Tom Goldsmith
A UUA Pamphlet
UU Views of the Bible offers a glimpse into six spiritual journeys. One originates with an impassioned fundamentalist embrace of the Bible while others begin with the Bible as suspect. All of the journeys are refreshingly thoughtful, a bit provocative, and even humorous. The pamphlet offers no critical analysis of the Bible, interpretation of the historical Jesus, or promotion of the Darwinian theory of evolution over and against creation theory. Instead, it gives the reader a very frank approach to a text that is often misquoted, misinterpreted, and mistreated.
The six UU contributors describe their particular relationships to the Bible, and address more generally the relevancy of scripture to religious liberals. All contributors agree that the Bible is riddled with historical errors but nonetheless can serve as an important repository of human truth. Does the Bible have any significance in their lives at all? Each voice in this pamphlet renders a unique and stirring account of the Bible’s continued vitality for religious liberals in the twenty-first century.
Rev. Tom Goldsmith, Editor, First Unitarian Church, Salt Lake City, UT
Rev. David McFarland
The Bible is like Santa Claus and sex. Children hear about it on the playground or on the street, whether or not their parents discuss it with them. And as an adult, if you don’t enjoy it and wish to abstain, you can successfully avoid it only by taking extreme measures such as total social deprivation or profound isolation.
The Bible is holy scripture because it is the living document and foundation of many important faiths, including Unitarian Universalism.
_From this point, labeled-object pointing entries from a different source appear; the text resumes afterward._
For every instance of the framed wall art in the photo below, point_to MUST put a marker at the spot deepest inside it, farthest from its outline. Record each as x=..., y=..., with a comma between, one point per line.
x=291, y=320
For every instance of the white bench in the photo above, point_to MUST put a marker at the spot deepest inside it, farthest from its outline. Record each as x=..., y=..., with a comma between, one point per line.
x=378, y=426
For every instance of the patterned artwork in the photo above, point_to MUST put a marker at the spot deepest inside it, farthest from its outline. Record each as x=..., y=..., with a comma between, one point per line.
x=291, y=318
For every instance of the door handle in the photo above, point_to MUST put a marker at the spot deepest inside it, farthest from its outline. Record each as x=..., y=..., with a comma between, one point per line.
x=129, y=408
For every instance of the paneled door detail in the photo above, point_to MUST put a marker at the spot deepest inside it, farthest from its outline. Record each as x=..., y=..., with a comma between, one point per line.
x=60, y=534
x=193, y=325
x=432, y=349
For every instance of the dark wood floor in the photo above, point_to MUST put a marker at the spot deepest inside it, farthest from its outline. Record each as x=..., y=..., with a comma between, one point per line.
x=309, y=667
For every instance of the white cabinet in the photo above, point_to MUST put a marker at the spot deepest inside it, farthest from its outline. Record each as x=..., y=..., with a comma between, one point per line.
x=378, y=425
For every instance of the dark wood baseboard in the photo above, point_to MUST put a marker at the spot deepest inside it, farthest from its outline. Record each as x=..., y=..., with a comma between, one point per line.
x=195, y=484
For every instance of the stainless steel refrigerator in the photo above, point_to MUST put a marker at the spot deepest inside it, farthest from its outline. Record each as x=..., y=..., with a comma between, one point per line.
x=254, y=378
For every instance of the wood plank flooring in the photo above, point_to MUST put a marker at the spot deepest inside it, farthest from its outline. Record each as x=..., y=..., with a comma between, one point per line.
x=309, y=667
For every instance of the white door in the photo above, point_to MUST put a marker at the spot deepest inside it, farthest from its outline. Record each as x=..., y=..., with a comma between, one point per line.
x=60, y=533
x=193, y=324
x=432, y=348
To abandon the Bible would mean alienation from one of the world’s most important influences on religious thought-liberal and otherwise. Our UU Principles and Purposes are saturated with biblical concepts and ideals. Our concept of respect for the web of existence, for instance, emanates from a stream of thought that flows through the Psalms and the Prophets from that same God of Genesis who declared the goodness of creation.
No universalistic faith can relinquish the Bible and claim to be either religious or liberal. Unitarian Universalism has been influenced and will continue to be influenced by the Bible. UU congregations that seek a vital, relevant, liberal religious voice will read, study, interpret, and invoke the Bible with honesty and integrity, with a soft heart and a hard head. This is our heritage. This is our calling.
Rev. David McFarland, Cache Valley Congregation Unitarian Universalists, Logan, UT
Mark Christian
“Revelation is not sealed,” we have long proclaimed. This is a keystone and distinguishing feature of the free church. However much truth we discover in the world we remain open to new truth, “from wherever it may come.” For the Transcendentalists of the nineteenth century this meant experiencing nature directly. For the Free Religionists of that same century it meant exploring world religions. For Humanists in the twentieth century, it means turning to science. For me as a third generation Unitarian Universalist, ironically, it has meant rediscovering the Hebrew and Christian scriptures.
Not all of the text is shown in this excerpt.